Over the recent past, consumer patience with non-solicited email (spam) has fallen to an all-time low, there has been a steady increase in the adoption of more efficient information delivery methods such as RSS, and there has been a continued rise in the use of spam blockers. One would think that these forces would indeed put negative pressure on overall email use and spending by marketers. However, Penton Media Custom Research reports that of the online marketing tactics used by US marketers in February and March 2007, email marketing and email newsletters were used more often than any other tactic including banner ads, blogs, viral campaigns, search engine optimization and podcasts.
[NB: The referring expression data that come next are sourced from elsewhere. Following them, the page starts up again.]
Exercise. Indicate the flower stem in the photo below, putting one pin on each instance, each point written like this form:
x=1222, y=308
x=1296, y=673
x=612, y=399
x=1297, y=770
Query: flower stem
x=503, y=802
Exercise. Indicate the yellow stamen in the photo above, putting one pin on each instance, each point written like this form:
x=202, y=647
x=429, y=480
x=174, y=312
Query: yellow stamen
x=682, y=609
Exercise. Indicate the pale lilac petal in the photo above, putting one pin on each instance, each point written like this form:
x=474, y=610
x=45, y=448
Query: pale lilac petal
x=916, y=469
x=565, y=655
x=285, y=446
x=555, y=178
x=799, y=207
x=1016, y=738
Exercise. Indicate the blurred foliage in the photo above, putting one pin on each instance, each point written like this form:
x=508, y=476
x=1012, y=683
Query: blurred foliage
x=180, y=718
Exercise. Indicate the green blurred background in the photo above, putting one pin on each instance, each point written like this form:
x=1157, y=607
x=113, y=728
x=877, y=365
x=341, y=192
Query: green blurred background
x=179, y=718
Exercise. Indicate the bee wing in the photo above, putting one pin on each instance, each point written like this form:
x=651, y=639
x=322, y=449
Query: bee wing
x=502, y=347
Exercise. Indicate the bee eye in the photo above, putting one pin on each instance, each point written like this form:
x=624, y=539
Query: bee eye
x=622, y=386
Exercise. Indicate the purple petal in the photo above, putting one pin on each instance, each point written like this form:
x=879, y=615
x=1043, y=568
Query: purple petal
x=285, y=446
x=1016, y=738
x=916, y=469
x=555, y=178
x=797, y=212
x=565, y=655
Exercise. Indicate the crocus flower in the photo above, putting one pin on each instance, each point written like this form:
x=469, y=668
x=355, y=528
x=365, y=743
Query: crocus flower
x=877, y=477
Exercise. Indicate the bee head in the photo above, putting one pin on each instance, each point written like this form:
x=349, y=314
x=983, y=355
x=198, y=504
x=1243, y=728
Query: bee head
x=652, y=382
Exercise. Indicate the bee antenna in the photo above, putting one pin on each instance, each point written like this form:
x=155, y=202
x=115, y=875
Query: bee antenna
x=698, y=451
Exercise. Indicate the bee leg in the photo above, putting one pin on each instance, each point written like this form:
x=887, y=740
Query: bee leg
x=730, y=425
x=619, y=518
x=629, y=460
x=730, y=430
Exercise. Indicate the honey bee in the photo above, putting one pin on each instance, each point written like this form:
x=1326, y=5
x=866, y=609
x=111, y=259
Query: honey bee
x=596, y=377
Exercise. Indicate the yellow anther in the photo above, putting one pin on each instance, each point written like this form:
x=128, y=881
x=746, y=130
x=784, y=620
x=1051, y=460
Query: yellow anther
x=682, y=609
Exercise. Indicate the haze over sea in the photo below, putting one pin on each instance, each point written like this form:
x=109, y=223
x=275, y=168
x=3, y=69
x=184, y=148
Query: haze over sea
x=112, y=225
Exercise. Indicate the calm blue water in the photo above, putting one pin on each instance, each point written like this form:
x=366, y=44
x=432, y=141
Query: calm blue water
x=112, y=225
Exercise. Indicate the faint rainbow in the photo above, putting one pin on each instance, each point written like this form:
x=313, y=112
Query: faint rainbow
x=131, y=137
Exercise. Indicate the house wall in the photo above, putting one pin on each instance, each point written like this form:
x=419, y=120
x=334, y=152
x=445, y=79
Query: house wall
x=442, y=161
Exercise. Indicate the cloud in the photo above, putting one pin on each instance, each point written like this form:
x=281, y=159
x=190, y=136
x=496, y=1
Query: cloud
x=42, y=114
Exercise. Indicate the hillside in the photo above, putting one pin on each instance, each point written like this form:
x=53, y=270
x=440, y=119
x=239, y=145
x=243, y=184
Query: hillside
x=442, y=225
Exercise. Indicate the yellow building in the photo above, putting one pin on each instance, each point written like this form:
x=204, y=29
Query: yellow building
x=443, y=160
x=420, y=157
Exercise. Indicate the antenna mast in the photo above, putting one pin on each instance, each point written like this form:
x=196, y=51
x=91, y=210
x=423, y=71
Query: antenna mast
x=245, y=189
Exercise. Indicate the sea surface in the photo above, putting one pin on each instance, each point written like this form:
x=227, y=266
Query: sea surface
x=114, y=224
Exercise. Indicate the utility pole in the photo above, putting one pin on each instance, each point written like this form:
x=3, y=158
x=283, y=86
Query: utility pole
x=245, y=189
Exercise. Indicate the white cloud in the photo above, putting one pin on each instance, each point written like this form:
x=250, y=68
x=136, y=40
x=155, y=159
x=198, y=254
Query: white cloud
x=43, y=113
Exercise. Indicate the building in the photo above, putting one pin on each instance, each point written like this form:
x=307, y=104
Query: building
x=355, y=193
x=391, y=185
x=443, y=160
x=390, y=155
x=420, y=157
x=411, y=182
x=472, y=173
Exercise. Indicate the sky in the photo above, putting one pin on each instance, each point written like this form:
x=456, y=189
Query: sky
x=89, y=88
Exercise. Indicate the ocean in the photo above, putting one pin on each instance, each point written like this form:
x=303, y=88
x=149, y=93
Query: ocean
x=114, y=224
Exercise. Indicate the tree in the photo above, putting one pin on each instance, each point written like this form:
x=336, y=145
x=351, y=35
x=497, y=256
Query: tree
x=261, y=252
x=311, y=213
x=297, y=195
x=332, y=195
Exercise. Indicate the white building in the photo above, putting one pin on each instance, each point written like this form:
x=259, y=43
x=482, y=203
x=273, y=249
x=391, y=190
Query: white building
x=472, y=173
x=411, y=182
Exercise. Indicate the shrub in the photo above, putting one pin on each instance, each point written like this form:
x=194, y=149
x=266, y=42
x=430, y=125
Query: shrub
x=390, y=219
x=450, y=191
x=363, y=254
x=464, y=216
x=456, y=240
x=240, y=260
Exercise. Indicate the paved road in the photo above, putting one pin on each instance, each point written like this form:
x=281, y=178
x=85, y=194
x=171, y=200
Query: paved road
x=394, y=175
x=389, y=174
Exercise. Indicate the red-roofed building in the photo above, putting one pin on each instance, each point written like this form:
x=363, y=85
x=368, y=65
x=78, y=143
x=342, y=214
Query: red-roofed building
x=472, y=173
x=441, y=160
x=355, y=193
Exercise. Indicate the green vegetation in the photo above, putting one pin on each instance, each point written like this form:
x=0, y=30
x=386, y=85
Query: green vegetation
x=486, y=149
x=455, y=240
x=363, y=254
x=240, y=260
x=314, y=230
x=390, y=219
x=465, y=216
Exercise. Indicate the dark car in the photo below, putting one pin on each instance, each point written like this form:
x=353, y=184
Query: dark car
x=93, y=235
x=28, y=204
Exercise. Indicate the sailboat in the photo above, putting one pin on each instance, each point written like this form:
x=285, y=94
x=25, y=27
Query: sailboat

Adding to what Penton found, we recently conducted an online survey for a consumer packaged goods client where over 95% of the more than 800 respondents said that they prefer email communication as the primary means of brand communication, above RSS, text/mobile messaging and five other online marketing tactics. Beyond just preferring this method of information delivery, more than 90% said they prefer email communication more often than just once a month. Consumers are looking for relevant, targeted, personalized content from their favorite brands and beyond tolerating email communication, they are asking for it.
Consumers are asking for relationships from their preferred companies and are looking to build relationships with their favorite brands. According to Silverpop, retail marketers understand that building a relationship with consumers is important and leads to long-term sales. As such, retail marketers are making it easier to opt in and out of campaigns, and they are learning to ask customers for more than just e-mail addresses to help craft personalized messages. eMarketer states that in 2007, nearly six out of 10 companies will send their e-mail recipients to pre-populated Web forms if they want to opt-out, up from 30% who did so in 2005, making it easier to end communications on the consumer’s terms. In addition, nearly two-thirds of e-mail opt-out links in 2007 led to a page for registrants to make changes to their preferences. In 2005, only 12% of e-mail marketers did so. Not only does ease of opt-out help build a trusting relationship but taking consumers to a preference page instead of a simple opt-out may convince consumers that the company has something else of interest, even if they no longer want a particular communication.
Not only is it important to communicate with consumers when and how they want, but it is important to build trust from the beginning, by starting the conversation when a consumer asks for it. eMarketer reports that Mike Weston, managing director of Silverpop EMEA, believes effective e-mail marketing tends to resemble polite conversation. "There are rules of conversation," Mr. Weston said. "Companies that fail to respond when someone gives them an e-mail address are doing the equivalent of ignoring them face to face in a store."
If consumer desires aren’t enough to convince you to continue the use of email communication, listen to online marketers who reported to MarketingSherpa in March that more than one-half of US marketers stated that e-mail marketing produced the second best ROI of any marketing tactic. Only search engine optimization was more highly regarded for ROI. Yet, eMarketer predicts that US e-mail marketing spending will reach $1.65 billion in 2011, up from $1.5 billion in 2007, so the annual growth rate will slow from 5.6% in 2006 to 1.5% in 2011. Consumers are asking for relationships with brands and the ROI payouts are there, so why is email spending predicted to decline? Researchers believe that while the number of emails sent will actually continue to increase steadily, efficiencies in email delivery will offset those larger increases in number of emails sent by reducing costs. As such, email spending will increase at a slower rate than the rate at which the number of emails sent will increase.
Many people believe that email marketing is dead or is in the process of a slow death. However, consumers are still asking for brand relationships that are buoyed by email communication. I would highly recommend against using email as your only means of communication with consumers, but it should not be ignored in the face of negative publicity. In addition, the ROI payouts have been proven, so it shouldn’t be too difficult to sell your CMO on the tactic either.